Leclerc portait effectivement une tenue de combat d’origine américaine (il obéissait toutefois à une autorité politique française et sous le drapeau français et servait donc "sous uniforme français", contrairement aux SS français qui avaient prêté serment à Hitler).
Quelques clichés photographiques ont été pris lors de cette funeste rencontre entre Français.
Pour traverser les lignes ennemies de la poche de Lille en mai 1940, il déclare à l’officier allemand qui l’a capturé qu’il est réformé, inapte au service militaire en lui montrant une ordonnance médicale datant du Maroc lui prescrivant de la quinine trois fois par jour. Grâce à ce subterfuge on le laisse partir et il peut rejoindre les lignes françaises sur le canal de Crozat.
Pour partir en Angleterre, il traversera la France en guerre grâce à toutes sortes de moyens de transports. Son périple débuté le 17 juin à Avallon, passera par Paris, Le Mans, Sainte-Foy-la-Grande, Bayonne où devant l’impossibilité de prendre un bateau le 5 juillet, il va traverser les Pyrénées jusqu’à Perpignan pour passer en Espagne puis au Portugal et arriver enfin à Londres le 25 juillet.
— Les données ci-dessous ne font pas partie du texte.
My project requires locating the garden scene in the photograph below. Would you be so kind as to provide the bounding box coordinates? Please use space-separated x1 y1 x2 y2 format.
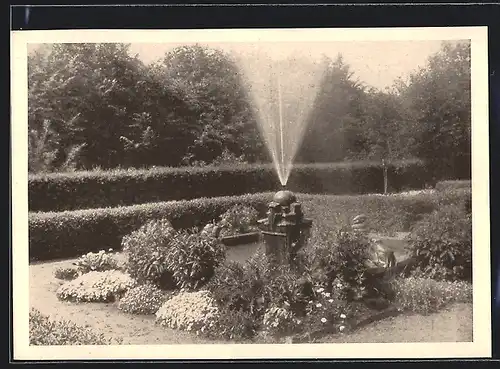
28 38 472 345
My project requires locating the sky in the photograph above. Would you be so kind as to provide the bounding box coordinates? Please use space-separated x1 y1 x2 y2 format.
28 40 448 89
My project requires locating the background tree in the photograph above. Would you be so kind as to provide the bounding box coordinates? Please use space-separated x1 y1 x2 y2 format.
162 45 264 163
298 55 367 162
400 42 471 179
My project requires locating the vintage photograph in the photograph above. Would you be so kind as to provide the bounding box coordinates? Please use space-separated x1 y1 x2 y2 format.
12 27 491 359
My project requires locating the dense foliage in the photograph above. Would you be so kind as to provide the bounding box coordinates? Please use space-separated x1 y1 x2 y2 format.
28 41 471 181
391 277 472 314
28 161 429 211
29 189 471 260
409 205 472 281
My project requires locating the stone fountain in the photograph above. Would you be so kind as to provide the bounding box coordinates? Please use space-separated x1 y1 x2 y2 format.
259 190 312 265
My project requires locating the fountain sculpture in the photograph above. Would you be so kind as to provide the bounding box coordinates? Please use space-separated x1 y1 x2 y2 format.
259 190 312 265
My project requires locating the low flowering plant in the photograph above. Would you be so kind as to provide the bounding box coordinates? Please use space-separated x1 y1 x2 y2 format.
304 283 352 332
56 270 136 302
156 290 219 335
118 283 167 315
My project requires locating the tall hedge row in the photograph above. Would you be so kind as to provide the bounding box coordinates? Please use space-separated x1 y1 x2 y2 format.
29 189 471 261
28 161 429 211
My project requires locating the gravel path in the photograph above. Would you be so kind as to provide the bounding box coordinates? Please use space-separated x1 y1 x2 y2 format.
30 261 472 344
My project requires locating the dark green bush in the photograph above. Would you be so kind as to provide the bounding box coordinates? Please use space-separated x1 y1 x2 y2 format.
391 277 472 315
54 267 79 281
164 231 226 290
122 219 175 289
302 229 369 300
217 204 259 237
409 205 472 281
29 190 470 261
29 194 272 261
29 308 120 346
28 161 432 211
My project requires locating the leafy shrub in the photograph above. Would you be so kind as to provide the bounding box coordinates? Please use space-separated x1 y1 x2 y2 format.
408 206 472 281
163 231 226 289
28 161 427 212
262 304 300 336
156 291 219 335
73 249 119 274
122 219 175 289
217 204 259 237
303 229 370 300
28 190 471 261
56 270 136 302
29 308 121 346
206 261 265 316
391 277 472 314
118 284 167 315
28 193 272 261
54 268 80 281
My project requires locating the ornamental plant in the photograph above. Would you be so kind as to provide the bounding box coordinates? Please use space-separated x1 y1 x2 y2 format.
29 308 121 346
118 283 167 315
164 230 226 290
73 249 119 274
54 267 80 281
122 219 175 289
391 277 472 315
56 270 136 302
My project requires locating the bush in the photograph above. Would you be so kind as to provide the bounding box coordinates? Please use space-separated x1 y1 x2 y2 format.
118 284 167 315
217 204 259 237
164 231 226 290
122 219 175 289
206 261 265 316
73 249 119 274
28 194 272 261
409 205 472 281
391 277 472 314
156 291 219 335
29 308 121 346
56 270 136 302
28 161 427 212
54 268 80 281
28 191 471 261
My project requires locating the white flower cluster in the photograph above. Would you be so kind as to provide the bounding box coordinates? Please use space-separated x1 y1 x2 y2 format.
56 270 136 302
118 284 166 314
156 291 219 334
73 249 118 274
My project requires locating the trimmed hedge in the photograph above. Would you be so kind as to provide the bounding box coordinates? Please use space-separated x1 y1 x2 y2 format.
29 190 471 261
28 161 428 211
28 193 272 261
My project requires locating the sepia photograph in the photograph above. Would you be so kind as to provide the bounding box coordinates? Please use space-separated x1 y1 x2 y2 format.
11 27 491 360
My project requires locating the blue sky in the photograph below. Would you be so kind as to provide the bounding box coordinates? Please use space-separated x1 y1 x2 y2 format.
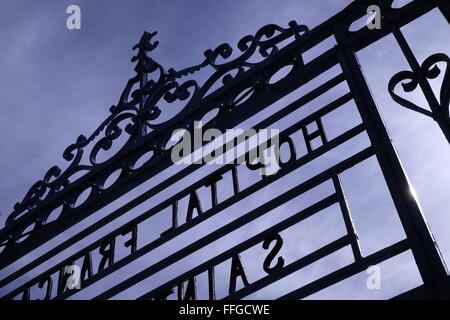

Au Cameroun en août 1940, pour rallier ce territoire à la France libre il juge son grade de commandant insuffisant face au gouverneur général et au lieutenant-colonel commandant les troupes à Douala. Il arrache les trois galons de sa manche gauche pour en recoudre deux sur celle de droite, le voici colonel lui qui n’était qu’un simple capitaine il y a un mois. Il s’en expliquera auprès du général de Gaulle par le fait que « cette opération au caractère spécial, était fondée sur la persuasion et l’autorité et qu’il dut se conférer ce grade à titre temporaire pour la mener à bien ». Le 28 août, le colonel breveté Leclerc est nommé commissaire général du Cameroun par le général de Gaulle. Il prit pour habitude de cacher son bras gauche dans son dos pour qu’on ne remarque pas que le nombre de galons qui s’y trouvaient ne correspondait pas au grade prétendu.
Tout au long de la guerre, il utilisa toutes sortes de subterfuges pour arriver à forcer la victoire. Il incarnait l’esprit Free French de ceux qui avaient, derrière le général de Gaulle, refusé la défaite de 1940. En ce temps-là, désobéir aux ordres du maréchal Pétain le vainqueur de Verdun était difficile pour des officiers formés à la discipline de Saint-Cyr.
Son nom est aujourd’hui l’un des odonymes les plus courants en France.
Le char Leclerc, char d’assaut de l’armée française porte son nom.
La « Fondation Maréchal Leclerc » créée et dirigée pendant 32 ans par le lieutenant-colonel Philippe Peschaud (1915-2006), un proche de Leclerc, n’a eu de cesse de raviver, dans la mémoire collective des Français, le souvenir de cet acteur capital de l’Histoire de France.
De nos jours, les descendants directs, et uniquement les descendants directs, du Maréchal se nomment officiellement Leclerc de Hauteclocque.